ECLI:NL:RVS:2019:1173
Raad van State
- Voorlopige voorziening
- Rechtspraak.nl
Voorlopige voorziening in asielzaak met betrekking tot niet-ontvankelijk verklaring van verblijfsvergunning aanvraag
Op 12 april 2019 heeft de voorzieningenrechter van de Afdeling bestuursrechtspraak van de Raad van State uitspraak gedaan in een zaak betreffende een verzoek om voorlopige voorziening. De vreemdeling had op 29 januari 2019 een aanvraag ingediend voor een verblijfsvergunning asiel voor bepaalde tijd, welke door de staatssecretaris van Justitie en Veiligheid niet-ontvankelijk was verklaard.

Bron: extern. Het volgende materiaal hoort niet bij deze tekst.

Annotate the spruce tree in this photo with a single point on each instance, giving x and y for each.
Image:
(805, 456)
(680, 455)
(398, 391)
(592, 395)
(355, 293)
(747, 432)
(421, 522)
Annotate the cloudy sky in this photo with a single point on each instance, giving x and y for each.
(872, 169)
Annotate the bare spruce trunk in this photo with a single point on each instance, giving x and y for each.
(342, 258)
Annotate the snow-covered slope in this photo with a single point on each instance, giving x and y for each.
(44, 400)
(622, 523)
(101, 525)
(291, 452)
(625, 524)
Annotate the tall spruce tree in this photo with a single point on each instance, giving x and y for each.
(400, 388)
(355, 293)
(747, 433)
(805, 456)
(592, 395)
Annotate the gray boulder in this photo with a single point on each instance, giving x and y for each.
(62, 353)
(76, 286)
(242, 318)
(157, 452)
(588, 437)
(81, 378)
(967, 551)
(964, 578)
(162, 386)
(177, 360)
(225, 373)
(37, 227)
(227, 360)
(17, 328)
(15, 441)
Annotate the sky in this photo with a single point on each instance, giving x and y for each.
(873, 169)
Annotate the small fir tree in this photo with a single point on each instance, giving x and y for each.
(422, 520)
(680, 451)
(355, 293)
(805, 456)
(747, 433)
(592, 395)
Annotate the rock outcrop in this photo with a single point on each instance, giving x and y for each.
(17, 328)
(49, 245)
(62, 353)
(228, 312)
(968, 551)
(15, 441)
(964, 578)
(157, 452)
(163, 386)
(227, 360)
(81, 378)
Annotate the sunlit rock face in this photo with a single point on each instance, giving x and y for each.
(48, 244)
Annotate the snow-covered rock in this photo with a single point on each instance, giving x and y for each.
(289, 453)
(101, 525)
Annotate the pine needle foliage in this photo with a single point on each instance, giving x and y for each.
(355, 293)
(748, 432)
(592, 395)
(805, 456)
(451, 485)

De rechtbank Den Haag had op 28 februari 2019 het beroep van de vreemdeling tegen deze beslissing ongegrond verklaard, waarna de vreemdeling hoger beroep instelde en verzocht om een voorlopige voorziening.
De vreemdeling verzocht de voorzieningenrechter om te bepalen dat zij niet zou worden uitgezet totdat er op het hoger beroep was beslist. De voorzieningenrechter overwoog dat, gezien de omstandigheden en eerdere uitspraken, het verzoek voor toewijzing in aanmerking kwam. De staatssecretaris werd veroordeeld tot vergoeding van de proceskosten die de vreemdeling had gemaakt in verband met de behandeling van het verzoek, tot een bedrag van € 512,00, dat geheel toe te rekenen was aan beroepsmatige rechtsbijstand.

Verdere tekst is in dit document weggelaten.